Walking among these trees is not just a physical act—it’s a way back. There’s an ancient memory that awakens when your feet touch soil instead of pavement. Every leaf seems to whisper something I don’t fully grasp, yet instantly recognize. It’s the language of the untouched. Of what hasn’t yet been tamed by the logic of haste. There are no signs here telling you to stay off the grass. The grass exists to be walked on, to be laid upon, to remind us that there's a kind of tenderness in simply being.




I don’t come here every day, but each time I do, I feel like I’m returning to something more intimate than home. Maybe it’s because this garden demands nothing of me. It doesn’t ask for smiles or words. Just presence. Sometimes I run. Sometimes I sit and watch the wind negotiating with the branches. I’ve cried here. I’ve laughed with no one around. And I’ve been surprised to realize that, even in those moments, I didn’t feel alone. As if the space itself somehow carries what I can’t.
Living in a city like Santiago means accepting a certain imposed rhythm: heat, noise, engines, bodies pushing forward to get nowhere fast. But this garden—the last true green lung of the downtown—interrupts that rhythm without resisting it. It’s not a protest; it’s a quiet affirmation. It says: you can still choose green. You can still choose silence. We’ve grown so used to scarcity that anything fertile feels foreign. But one walk through these trees is enough to remember that what’s natural is still ours, still reachable.

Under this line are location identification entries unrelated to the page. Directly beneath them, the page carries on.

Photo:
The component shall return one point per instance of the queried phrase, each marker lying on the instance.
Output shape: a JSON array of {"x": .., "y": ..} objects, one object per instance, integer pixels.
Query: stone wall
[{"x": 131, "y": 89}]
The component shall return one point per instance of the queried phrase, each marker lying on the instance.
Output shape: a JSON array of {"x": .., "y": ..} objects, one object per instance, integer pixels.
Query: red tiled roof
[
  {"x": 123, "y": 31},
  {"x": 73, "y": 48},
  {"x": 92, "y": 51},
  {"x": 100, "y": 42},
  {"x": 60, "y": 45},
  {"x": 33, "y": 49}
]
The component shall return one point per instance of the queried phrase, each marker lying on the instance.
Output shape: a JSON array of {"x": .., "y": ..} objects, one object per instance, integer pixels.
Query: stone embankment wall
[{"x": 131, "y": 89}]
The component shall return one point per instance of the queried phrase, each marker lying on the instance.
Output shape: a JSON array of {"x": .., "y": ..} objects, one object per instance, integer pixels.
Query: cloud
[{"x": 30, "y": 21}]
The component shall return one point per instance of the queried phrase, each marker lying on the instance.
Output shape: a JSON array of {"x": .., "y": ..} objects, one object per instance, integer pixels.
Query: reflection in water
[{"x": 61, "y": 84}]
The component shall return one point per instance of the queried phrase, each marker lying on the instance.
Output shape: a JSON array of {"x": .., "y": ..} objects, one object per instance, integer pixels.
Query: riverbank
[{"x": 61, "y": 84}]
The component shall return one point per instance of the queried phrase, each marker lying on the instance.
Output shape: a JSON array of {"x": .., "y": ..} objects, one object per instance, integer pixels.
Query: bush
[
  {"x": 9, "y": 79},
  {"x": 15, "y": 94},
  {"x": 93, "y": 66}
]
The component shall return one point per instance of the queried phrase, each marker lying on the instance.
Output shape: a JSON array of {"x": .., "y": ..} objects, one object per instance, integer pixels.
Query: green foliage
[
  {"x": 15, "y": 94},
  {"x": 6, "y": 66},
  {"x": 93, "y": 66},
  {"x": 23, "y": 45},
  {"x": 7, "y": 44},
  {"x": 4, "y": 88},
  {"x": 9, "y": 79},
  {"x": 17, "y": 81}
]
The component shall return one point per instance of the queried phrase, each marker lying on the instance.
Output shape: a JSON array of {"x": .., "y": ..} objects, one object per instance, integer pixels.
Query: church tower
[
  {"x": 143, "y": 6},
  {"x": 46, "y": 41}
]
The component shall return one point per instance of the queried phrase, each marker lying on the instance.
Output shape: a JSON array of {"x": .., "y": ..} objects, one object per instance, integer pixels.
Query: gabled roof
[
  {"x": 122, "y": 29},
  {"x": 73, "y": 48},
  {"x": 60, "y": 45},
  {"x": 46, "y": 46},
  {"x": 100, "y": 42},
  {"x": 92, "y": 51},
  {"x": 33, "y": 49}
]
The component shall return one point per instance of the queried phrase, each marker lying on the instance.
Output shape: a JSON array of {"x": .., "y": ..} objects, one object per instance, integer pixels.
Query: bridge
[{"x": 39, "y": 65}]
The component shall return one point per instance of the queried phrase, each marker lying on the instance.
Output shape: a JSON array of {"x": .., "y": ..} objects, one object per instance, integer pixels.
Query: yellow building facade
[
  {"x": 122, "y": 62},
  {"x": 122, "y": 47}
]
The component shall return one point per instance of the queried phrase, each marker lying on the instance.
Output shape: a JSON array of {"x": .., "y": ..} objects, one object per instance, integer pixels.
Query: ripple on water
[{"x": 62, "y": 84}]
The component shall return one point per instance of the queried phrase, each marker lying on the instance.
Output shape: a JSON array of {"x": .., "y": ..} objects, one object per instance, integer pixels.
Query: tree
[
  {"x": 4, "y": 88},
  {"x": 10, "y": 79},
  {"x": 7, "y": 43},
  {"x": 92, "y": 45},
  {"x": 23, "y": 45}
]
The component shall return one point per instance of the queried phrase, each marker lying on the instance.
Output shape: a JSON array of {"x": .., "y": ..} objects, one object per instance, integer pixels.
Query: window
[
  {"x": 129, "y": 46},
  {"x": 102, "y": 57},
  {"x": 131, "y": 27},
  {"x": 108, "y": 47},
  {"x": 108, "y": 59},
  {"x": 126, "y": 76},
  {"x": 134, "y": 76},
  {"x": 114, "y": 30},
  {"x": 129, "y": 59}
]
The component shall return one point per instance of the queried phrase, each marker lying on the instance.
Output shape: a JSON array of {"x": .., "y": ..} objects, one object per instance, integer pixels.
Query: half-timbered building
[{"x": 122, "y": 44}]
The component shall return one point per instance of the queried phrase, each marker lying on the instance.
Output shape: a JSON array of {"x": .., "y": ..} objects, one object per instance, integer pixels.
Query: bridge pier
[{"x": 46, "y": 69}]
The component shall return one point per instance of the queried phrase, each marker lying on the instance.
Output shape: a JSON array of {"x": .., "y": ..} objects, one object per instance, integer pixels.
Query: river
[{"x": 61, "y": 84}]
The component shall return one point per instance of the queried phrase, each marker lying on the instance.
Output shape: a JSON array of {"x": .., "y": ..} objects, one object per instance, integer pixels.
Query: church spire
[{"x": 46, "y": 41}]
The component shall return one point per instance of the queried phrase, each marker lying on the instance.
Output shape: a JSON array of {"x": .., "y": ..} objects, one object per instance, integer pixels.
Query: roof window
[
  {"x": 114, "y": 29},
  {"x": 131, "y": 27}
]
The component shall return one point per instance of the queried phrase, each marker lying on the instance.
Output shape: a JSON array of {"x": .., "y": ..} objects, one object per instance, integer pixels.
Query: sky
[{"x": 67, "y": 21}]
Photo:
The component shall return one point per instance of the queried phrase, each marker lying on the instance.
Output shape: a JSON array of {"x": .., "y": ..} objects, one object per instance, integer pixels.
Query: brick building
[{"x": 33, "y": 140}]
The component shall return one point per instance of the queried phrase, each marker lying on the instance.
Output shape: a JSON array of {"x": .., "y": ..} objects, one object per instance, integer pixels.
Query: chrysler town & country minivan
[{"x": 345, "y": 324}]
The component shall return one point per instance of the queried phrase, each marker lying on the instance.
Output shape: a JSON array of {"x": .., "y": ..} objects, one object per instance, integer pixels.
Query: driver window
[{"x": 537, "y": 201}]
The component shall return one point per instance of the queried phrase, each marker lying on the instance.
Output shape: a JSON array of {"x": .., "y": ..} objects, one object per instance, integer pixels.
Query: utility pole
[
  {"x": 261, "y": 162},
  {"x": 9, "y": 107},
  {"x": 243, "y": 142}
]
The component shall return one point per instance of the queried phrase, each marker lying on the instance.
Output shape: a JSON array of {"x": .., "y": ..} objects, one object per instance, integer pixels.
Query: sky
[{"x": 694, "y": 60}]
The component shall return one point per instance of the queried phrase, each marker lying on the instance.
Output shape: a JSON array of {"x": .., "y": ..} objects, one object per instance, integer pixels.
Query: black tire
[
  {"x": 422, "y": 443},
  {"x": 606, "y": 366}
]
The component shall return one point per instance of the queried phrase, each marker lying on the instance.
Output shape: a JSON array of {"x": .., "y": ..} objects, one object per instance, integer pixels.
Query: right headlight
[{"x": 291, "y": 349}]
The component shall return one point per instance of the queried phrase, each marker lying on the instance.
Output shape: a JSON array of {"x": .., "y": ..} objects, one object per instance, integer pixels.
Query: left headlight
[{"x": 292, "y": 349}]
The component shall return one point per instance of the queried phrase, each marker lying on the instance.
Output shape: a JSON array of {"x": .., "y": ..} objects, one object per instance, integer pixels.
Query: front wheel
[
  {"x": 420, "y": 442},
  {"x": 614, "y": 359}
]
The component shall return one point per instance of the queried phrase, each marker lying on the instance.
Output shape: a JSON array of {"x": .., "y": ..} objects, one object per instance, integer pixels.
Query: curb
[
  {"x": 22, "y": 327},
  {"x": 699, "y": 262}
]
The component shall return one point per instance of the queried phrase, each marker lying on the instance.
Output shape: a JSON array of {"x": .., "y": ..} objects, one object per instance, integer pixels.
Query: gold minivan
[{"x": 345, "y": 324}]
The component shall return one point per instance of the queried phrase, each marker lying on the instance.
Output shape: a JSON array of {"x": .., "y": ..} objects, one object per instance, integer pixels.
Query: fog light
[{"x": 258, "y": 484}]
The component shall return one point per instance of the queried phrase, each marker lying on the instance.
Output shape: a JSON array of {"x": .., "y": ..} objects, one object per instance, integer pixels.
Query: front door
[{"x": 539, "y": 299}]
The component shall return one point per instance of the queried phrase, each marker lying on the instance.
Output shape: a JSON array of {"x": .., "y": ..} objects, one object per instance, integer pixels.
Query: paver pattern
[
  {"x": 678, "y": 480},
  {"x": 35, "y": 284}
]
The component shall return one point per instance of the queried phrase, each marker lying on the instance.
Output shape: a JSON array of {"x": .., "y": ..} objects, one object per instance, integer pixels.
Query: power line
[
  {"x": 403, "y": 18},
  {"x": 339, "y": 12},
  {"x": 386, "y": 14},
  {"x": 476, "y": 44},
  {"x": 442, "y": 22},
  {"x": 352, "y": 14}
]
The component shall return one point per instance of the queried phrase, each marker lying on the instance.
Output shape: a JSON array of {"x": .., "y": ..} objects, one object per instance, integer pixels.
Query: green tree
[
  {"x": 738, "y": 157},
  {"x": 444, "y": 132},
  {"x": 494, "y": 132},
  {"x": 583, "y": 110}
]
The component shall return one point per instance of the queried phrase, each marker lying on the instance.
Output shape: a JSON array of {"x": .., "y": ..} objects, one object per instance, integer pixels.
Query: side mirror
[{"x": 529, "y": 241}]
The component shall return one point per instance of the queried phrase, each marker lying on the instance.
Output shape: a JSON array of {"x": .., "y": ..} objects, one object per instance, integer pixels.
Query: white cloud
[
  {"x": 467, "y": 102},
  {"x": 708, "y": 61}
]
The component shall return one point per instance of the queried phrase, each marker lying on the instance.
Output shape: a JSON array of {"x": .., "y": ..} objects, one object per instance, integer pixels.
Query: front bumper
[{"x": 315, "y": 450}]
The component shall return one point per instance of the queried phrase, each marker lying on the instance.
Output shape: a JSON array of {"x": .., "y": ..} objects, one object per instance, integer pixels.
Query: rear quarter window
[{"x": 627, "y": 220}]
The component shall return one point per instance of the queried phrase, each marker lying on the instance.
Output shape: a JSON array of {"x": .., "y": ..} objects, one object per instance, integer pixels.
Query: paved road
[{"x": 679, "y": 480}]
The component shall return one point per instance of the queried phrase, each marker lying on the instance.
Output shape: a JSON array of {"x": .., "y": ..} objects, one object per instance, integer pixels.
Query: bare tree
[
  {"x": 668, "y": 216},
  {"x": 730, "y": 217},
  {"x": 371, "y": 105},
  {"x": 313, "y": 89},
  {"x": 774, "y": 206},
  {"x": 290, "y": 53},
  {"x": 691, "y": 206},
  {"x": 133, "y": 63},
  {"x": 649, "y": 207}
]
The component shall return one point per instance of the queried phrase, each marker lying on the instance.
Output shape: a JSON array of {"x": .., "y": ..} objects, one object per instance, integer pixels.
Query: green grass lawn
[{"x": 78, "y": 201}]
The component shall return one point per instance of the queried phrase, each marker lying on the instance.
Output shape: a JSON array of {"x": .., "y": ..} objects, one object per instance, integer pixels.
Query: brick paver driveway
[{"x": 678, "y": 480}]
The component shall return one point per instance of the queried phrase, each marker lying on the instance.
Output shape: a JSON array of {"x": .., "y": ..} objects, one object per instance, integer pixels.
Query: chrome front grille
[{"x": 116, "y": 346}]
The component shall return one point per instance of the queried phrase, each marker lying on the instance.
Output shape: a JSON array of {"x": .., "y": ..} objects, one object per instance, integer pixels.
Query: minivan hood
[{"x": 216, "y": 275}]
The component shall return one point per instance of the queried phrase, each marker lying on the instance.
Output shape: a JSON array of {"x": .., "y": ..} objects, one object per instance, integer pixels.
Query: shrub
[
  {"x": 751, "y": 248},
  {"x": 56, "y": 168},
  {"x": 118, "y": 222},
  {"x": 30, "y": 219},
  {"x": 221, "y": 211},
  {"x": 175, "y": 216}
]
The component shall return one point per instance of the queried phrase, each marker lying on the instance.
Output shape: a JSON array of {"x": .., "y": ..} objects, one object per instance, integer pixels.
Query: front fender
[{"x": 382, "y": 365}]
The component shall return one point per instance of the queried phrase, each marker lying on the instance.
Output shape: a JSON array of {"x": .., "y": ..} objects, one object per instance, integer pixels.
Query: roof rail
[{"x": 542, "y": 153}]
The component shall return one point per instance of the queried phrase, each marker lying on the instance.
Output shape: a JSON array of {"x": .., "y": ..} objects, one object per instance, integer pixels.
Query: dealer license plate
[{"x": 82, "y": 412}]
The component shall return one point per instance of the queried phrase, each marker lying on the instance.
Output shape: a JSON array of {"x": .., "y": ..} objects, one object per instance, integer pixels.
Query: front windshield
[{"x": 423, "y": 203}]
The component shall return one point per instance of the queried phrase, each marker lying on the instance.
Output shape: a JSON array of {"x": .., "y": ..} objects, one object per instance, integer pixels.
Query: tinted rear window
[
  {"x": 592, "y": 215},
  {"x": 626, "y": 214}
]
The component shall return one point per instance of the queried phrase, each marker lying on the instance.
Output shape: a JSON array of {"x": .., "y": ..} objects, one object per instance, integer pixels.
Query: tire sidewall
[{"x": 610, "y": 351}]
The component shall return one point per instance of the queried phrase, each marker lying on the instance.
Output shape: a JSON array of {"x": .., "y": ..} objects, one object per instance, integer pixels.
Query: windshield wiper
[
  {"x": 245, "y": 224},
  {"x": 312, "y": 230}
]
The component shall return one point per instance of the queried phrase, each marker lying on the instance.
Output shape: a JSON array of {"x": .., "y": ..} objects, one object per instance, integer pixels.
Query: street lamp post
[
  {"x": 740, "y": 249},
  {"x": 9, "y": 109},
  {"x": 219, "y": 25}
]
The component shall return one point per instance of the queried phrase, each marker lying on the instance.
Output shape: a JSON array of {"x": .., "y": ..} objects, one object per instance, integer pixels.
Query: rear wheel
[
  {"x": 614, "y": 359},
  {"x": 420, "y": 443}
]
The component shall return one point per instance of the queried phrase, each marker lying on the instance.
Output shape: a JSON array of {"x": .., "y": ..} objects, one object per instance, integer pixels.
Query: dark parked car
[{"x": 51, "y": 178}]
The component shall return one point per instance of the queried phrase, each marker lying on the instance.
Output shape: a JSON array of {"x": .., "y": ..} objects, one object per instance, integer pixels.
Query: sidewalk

I share this image because it captures more than a piece of scenery. It’s an emotional geography. A quiet testimony of how the living, the green, can contain us when the world seems to have no place for our weight. This garden, without promises or spectacle, offers the miracle of simply existing. And in that existence, it reminds us that we are part—not apart—of the land beneath our feet. In a time of such profound forgetting, maybe that’s the most radical thing of all.


All photographs and content used in this post are my own. Therefore, they have been used under my permission and are my property.
This lovely place is an oasis of calm and peace in the busy city.
Besides your wonderful words, the photography is really good! My favorites are the mushrooms, the moss-covered rocks and the leaves in the last photo. That last shot seems to give me a mix of nostalgia and relief. I can see the leaves moving, rustling in the wind while the sun's rays illuminate a distant memory. Indeed, an emotional geography.
You actually sound very poetic and I can feel every emotion you put into words in this masterpiece, plus the pictures are also conveying emotions as I look at them. You're an artist!
It's a natural place for us, citizens who needs some green grass and fresh aire for our lungs.